Virus cinese, il trasporto di animali vivi tra le cause di diffusione
Un circolo vizioso che danneggia uomo e ambiente: il consumo di carne ha un impatto ambientale enorme ed è in costante aumento

L’allarme per la diffusione del virus cinese 2019-nCoV aumenta giorno dopo giorno e si fa sempre più strada l’ipotesi che abbia compiuto diversi salti di specie passando dai pipistrelli ai serpenti, per poi arrivare all’uomo. I risultati della mappa genetica, diffusi sul Journal of Medical Virology ci forniscono una quadro preciso della trasmissione del coronavirus, individuato per la prima volta nello scorso mese di dicembre a Wuhan, nel sud-est della Cina. Accadde la stessa cosa con il virus dell’influenza aviaria e con la Sars, e i luoghi di maggiore proliferazione e diffusione di questi virus sono i mercati di animali vivi molto comuni in Cina, dove accanto agli animali allevati nelle fattorie si vendono animali selvatici, come serpenti e pipistrelli.
Il legame tra la diffusione di malattie di questo tipo e l’aumento esponenziale del commercio e dell’esportazione di animali vivi è un tema studiato e discusso da molti anni tra gli esperti.

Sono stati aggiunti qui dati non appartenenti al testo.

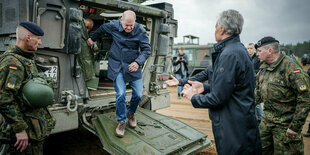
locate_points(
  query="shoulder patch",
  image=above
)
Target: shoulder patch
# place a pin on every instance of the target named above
(13, 67)
(11, 83)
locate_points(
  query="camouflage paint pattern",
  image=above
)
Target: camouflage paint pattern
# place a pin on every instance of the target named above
(86, 57)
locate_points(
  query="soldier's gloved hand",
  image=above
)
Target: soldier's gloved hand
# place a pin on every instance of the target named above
(133, 67)
(90, 42)
(21, 141)
(198, 86)
(290, 133)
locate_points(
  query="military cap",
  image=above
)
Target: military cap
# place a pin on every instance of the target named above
(32, 27)
(265, 41)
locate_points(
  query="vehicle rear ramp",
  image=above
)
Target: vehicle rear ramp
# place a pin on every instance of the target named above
(154, 134)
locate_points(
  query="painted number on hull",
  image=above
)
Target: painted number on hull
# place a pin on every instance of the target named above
(52, 72)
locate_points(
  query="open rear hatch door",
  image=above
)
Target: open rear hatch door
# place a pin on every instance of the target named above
(154, 134)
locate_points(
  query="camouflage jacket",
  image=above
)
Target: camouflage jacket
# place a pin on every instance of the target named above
(283, 87)
(13, 75)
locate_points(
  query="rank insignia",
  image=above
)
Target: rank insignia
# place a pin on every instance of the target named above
(302, 87)
(11, 85)
(13, 67)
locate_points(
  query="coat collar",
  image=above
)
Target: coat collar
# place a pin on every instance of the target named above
(219, 47)
(19, 51)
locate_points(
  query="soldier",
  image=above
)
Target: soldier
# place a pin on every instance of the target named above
(28, 123)
(231, 97)
(283, 86)
(256, 63)
(129, 50)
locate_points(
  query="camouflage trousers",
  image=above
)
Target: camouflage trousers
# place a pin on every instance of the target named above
(274, 140)
(33, 148)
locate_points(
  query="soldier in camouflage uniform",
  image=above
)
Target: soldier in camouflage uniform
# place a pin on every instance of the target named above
(28, 125)
(283, 86)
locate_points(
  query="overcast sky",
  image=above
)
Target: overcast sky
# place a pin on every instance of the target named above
(286, 20)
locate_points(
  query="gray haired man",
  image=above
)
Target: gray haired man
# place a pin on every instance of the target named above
(231, 99)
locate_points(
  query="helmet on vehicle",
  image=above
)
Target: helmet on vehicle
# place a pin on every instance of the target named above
(37, 93)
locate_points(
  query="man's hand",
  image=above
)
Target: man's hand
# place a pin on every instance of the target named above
(133, 67)
(188, 91)
(173, 82)
(197, 85)
(90, 42)
(21, 141)
(291, 133)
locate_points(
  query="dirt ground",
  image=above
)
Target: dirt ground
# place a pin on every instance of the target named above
(199, 119)
(81, 142)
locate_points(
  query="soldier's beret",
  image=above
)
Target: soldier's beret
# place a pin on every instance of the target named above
(265, 41)
(32, 27)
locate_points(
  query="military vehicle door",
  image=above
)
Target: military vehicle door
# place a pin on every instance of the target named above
(154, 134)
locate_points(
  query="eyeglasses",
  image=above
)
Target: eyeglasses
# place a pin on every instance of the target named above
(259, 43)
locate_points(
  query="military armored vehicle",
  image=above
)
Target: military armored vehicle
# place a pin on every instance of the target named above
(199, 56)
(76, 106)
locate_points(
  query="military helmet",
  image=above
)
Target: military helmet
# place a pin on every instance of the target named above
(37, 93)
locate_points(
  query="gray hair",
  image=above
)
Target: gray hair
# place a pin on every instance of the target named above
(275, 46)
(21, 32)
(127, 11)
(232, 21)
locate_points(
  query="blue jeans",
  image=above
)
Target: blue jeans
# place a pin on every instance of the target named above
(259, 111)
(180, 76)
(120, 88)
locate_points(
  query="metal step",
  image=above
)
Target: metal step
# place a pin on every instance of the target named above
(154, 134)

Già nel 2015 uno studio pubblicato sulla rivista Biomed metteva in luce che “Il commercio di animali è un modo efficace per introdurre, mantenere e diffondere malattie, come si è osservato con la diffusione di diversi ceppi di afta epizootica in Africa, Medio Oriente e Asia e la diffusione dell’encefalopatia spongiforme bovina (BSE), ad esempio, in Oman e in Canada attraverso l’importazione di bovini infetti”.
Secondo Jeroen Dewulf, veterinario dell’Università di Gand in Belgio, “l’introduzione del virus della peste suina africana (ASF) in Belgio è stata quasi certamente causata da interferenze umane attraverso l’importazione di prodotti animali contaminati. Esistono diversi fattori alla base della diffusione di malattie, ma gli animali vivi sono la principale fonte di infezione”.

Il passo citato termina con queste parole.